A purpose is a sequence of linked actions such as “take a step”. Actions within a purpose may be modified to correct previous disturbances.

A task is a chain of purposes, such as:

  • walk to this destination; and

  • move object from A to B.

Correct execution of a task will usually involve the integration of signals from sensors of attitude, location and environment.

At the top of the pyramid is the Project, which may invoke tasks in a variety of ways dependent on the outcome of previous tasks measured against a general objective, such as:

  • find any leak;

  • collect a variety of rocks; and

  • mow the lawn.

or for a Micromouse or Bilby,

  • find the fastest path to the centre of the maze.

With a need to relate closely between code and the movement of “real things”, the designer of software for mechatronics might often be at odds with the more general slaves of the byte-mill. IT students seem to be taught that it is smart to use cumbersome identifiers such as DebugSetProcessKillOnExit (and that is one of the shorter and clearer ones). Engineers probably find it more efficient to think in monosyllables.

Rather than lines of code that represent instructions to “do something” such as a “print” command, the IT vogue is to equate a property to the string to be output and trust that some concurrent process will attend to it – such as

  • Form:CommObject:Output = value

The mechatronic programmer must surely prefer a near-English command with a “verb” in it, such as

  • Bend frontleft, knee, angle

when trying to choreograph the legs of a robot!

To be even-handed, I should take a swipe at electrical engineering. However, the fundamentals of voltage, current and power stand unchallenged. The intricacies of network analysis can also escape blame, because their relevance to the attentions of the mechatronics engineer is limited, to put it mildly.

When a complete computer can be purchased as a chip for a few dollars and as a fully populated board for a few tens, delving into the intricacies of the logic circuit for a look-ahead carry will leave the mechatronic engineer unmoved. What is relevant and important is the art of voltage-level shifting, the avoidance of earth loops and the addition of the odd transistor to an H-bridge to prevent an inadvertent software command causing a smoking disaster.

So, perhaps I should after all be critical, since I am sure that Thevenin, Norton, Schottky, Eccles, Jordan and even Fermi will all be dragged into the electricians' party when they are invited to address mechatronics students.

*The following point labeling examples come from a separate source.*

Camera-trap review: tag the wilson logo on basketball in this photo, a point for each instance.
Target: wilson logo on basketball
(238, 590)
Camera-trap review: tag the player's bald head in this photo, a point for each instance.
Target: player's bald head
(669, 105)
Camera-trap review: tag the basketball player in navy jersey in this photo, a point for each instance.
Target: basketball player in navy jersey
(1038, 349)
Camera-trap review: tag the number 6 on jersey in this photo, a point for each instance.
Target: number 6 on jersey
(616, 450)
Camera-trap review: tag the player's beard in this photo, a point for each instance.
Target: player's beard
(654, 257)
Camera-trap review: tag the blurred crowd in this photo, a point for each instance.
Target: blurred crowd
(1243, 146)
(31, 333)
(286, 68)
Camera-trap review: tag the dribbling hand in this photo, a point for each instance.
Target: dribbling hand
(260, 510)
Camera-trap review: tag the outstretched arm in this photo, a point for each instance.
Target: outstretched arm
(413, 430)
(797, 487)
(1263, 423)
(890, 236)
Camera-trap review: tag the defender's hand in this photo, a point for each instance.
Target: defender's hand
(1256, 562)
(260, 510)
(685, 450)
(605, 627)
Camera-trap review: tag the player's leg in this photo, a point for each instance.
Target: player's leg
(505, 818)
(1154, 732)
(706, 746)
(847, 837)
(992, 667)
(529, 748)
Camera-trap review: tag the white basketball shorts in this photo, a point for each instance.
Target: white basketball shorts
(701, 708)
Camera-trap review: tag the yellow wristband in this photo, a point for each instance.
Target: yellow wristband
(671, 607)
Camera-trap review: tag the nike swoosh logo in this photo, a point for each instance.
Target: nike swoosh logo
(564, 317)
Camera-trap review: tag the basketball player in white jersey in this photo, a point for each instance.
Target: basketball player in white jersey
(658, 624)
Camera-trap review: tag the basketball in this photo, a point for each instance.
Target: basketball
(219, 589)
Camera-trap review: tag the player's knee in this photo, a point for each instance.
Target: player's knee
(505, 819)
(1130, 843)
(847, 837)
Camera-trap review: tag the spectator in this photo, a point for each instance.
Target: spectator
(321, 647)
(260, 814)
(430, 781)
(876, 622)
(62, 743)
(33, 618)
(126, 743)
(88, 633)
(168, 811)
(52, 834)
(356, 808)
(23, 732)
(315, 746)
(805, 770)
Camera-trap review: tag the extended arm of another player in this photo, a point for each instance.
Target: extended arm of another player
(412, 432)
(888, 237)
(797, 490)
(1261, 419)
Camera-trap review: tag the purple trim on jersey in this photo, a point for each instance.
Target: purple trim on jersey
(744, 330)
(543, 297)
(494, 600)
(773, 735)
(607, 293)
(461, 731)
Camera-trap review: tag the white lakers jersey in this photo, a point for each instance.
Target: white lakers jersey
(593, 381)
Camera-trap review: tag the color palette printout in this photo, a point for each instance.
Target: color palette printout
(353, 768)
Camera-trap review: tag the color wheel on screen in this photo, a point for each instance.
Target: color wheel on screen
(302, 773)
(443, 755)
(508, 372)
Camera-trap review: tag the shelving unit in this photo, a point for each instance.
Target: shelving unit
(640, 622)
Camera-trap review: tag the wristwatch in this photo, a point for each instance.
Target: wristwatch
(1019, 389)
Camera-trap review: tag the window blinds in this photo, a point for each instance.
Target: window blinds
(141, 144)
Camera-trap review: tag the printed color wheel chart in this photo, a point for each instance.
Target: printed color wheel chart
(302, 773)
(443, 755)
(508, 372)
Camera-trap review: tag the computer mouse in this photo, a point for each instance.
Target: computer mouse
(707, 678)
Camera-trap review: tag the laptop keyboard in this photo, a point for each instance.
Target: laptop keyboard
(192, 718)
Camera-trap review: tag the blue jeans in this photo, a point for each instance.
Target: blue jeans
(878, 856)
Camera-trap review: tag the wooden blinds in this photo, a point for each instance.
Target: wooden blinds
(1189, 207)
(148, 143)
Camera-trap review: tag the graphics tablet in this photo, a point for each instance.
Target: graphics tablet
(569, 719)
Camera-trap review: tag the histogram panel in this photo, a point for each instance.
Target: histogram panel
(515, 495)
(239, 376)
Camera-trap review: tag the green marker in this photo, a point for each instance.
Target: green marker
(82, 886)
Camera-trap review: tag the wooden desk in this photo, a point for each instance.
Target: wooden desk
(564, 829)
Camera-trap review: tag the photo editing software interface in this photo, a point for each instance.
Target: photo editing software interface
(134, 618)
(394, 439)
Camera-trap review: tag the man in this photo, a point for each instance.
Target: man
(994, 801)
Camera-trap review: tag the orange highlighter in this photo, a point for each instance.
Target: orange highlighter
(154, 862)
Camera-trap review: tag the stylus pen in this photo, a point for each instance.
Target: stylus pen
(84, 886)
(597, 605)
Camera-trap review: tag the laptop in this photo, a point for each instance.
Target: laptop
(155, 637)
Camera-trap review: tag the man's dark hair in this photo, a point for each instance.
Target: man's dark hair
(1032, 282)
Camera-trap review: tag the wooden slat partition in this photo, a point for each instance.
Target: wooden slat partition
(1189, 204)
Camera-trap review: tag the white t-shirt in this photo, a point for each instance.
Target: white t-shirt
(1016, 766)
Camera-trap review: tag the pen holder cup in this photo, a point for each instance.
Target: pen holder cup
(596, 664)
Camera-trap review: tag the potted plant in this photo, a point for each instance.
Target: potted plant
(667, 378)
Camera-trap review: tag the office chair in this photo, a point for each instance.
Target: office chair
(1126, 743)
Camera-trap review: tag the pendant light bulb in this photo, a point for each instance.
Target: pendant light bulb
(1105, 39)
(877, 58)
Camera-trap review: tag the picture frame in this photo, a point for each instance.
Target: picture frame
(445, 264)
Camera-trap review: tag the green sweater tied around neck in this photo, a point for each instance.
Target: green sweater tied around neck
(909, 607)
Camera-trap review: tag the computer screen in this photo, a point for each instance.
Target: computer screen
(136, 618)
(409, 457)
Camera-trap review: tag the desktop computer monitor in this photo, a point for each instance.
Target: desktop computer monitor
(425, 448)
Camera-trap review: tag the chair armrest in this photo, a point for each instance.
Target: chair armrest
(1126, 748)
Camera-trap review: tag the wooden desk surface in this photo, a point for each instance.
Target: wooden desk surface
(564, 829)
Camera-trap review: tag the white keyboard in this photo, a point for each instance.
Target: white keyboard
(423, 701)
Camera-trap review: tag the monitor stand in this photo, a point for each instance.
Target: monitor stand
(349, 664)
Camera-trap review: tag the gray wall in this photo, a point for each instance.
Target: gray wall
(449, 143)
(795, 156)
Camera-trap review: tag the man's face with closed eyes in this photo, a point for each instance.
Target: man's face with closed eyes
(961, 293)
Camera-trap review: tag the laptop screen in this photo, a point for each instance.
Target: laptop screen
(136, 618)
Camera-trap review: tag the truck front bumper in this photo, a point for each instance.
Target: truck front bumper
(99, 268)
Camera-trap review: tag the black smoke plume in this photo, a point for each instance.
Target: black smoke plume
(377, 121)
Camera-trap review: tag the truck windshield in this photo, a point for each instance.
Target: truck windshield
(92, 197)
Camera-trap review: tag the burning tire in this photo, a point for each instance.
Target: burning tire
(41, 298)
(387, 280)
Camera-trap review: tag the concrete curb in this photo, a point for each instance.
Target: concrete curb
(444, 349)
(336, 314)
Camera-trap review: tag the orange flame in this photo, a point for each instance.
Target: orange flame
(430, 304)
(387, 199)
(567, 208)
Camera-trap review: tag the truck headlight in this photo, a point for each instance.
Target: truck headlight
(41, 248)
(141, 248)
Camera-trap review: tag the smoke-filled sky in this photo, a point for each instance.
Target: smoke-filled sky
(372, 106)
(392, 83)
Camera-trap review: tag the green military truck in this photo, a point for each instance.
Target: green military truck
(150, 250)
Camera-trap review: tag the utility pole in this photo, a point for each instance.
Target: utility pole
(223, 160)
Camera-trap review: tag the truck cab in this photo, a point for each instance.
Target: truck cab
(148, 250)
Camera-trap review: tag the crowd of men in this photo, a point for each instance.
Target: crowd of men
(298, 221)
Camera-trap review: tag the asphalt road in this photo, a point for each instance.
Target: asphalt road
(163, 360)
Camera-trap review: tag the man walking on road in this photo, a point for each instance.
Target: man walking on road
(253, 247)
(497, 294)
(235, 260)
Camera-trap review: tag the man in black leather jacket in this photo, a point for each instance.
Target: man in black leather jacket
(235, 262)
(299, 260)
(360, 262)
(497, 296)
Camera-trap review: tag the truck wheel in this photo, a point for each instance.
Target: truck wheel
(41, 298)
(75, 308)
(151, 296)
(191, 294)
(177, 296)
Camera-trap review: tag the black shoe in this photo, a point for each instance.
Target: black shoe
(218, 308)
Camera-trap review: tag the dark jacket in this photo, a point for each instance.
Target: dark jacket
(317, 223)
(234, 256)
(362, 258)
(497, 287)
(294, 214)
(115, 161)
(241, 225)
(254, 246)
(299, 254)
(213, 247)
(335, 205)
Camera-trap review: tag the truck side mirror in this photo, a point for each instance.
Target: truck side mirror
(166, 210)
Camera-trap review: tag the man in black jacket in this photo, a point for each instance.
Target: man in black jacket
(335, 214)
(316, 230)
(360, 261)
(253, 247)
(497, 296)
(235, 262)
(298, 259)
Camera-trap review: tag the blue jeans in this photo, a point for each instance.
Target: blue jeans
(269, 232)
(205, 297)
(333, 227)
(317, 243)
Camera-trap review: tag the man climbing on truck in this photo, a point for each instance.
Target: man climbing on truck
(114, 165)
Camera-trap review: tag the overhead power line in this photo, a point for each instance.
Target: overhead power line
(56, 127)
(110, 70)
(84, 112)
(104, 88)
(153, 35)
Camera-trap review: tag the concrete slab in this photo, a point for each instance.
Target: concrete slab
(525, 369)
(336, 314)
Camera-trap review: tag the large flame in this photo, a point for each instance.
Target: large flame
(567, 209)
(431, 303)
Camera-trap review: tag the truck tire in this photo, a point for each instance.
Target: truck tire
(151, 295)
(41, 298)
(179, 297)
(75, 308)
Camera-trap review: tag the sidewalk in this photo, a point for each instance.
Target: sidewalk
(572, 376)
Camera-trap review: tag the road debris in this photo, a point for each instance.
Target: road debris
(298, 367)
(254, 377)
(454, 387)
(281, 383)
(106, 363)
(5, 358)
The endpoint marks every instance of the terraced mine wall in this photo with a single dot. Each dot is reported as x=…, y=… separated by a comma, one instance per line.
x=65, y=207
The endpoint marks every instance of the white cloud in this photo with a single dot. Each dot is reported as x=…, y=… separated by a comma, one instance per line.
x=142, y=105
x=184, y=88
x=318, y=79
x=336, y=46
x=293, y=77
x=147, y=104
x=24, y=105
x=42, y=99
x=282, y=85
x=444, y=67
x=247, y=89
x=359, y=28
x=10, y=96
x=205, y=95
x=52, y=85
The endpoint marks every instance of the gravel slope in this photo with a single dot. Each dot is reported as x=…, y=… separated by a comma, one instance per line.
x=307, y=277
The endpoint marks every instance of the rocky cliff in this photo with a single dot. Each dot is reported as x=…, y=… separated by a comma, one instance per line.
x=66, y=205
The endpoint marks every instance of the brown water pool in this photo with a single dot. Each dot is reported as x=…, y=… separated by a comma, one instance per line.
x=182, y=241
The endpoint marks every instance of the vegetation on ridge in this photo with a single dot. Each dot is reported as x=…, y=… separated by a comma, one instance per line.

Mechatronics certainly has a future, but it may not be a smooth one. The present habit of borrowing tutorial material from other disciplines seems to be basically flawed. Mechatronics needs to embrace the “traditional” specialisations as facets of its own broad nature, developing its own way to teach them with insight into the fundamentals that draw them together.

In a very short time, the rival branches of engineering and IT might start to do the borrowing.